Despite the height of summer, the temperature often dropped to seventeen degrees by evening. The unheated interior felt cool and damp, sending an unpleasant chill along my arms, even through my hoodie.

"I don't think I'd be able to sleep tonight anyway," I said, tugging the sleeves down over my hands, trying to trap what little warmth I could. After the conversation with Kaandor, a bitter sense of inevitability lingered in my chest. All this time, we had been misreading events, mistaking them for something they were never meant to be. I had been so consumed by my own drama, my own pain, that it never occurred to me there might be something far greater at stake than the troubles of a single person—me. The questions had always circled within the narrow confines of my personal misery, while something truly terrifying was unfolding right under our noses.

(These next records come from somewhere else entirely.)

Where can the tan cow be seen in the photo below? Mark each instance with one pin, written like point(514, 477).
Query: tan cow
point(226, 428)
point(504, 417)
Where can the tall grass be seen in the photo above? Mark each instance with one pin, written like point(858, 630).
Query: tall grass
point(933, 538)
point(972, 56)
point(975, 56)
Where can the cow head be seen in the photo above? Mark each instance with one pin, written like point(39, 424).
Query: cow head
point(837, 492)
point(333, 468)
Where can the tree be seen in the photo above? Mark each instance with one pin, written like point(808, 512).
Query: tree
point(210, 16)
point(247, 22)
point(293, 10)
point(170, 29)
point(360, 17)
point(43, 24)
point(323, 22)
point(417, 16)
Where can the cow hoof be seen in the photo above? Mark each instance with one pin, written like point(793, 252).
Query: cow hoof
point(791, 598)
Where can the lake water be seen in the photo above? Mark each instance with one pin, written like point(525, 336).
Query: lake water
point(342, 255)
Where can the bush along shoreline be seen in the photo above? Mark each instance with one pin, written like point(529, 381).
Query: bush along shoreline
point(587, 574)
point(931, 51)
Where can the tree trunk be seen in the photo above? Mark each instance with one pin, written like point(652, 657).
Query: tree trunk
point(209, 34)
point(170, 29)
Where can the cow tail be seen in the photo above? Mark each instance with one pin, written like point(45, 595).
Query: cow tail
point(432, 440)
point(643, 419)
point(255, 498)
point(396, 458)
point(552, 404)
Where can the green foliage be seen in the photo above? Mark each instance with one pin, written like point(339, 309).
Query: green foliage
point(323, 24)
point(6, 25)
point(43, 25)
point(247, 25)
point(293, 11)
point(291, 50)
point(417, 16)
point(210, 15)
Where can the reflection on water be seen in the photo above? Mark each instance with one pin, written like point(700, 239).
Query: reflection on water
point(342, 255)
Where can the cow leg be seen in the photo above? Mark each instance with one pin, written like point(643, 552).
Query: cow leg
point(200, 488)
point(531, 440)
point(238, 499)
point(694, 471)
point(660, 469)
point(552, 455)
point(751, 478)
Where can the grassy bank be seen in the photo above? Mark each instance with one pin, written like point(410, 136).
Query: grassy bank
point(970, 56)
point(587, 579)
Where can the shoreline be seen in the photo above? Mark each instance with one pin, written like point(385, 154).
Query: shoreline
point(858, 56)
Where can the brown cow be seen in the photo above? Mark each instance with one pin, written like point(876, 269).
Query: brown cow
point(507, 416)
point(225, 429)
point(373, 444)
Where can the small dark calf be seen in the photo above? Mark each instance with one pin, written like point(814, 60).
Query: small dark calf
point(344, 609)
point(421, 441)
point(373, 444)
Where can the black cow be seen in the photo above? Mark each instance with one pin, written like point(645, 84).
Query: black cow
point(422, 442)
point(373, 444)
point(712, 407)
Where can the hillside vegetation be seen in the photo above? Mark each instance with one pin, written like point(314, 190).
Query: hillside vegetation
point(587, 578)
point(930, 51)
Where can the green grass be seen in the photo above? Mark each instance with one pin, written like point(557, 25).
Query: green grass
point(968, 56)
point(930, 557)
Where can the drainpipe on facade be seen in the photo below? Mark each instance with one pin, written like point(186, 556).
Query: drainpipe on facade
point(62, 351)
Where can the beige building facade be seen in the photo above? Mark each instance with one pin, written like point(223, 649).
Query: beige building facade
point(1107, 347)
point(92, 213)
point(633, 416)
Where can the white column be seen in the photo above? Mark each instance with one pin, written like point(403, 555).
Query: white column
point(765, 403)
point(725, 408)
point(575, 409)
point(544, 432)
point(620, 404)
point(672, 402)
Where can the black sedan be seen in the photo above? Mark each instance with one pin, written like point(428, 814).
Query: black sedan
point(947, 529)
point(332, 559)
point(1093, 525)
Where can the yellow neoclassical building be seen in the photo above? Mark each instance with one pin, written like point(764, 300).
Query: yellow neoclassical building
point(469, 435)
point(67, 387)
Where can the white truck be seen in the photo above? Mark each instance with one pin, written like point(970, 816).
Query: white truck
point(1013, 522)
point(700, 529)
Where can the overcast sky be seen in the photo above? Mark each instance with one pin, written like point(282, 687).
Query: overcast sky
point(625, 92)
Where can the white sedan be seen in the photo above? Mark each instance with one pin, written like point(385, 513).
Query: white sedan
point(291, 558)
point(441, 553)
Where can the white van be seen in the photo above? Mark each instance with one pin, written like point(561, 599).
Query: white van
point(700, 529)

"I doubt any of us will sleep peacefully tonight," Stas said, fastening his seatbelt and sliding the key into the ignition. "Diana's probably waking poor Arthur right now to tell him everything that happened."

I shook my head.

"I asked her not to. Arthur's exhausted after dealing with Dasha's memory issues. Let him sleep, at least tonight. He can't help us right now anyway."

The car rolled forward, and Stas slowly turned toward the exit. Warm streetlights lined the grounds of the Edelweiss Garden in neat rows, casting soft pools of light along the road. Some might have found the place beautiful. The tires whispered over smooth asphalt as we passed small brick-faced cottages. Under the lamps, the bricks looked dark lilac, almost violet, lending the night unfamiliar shades.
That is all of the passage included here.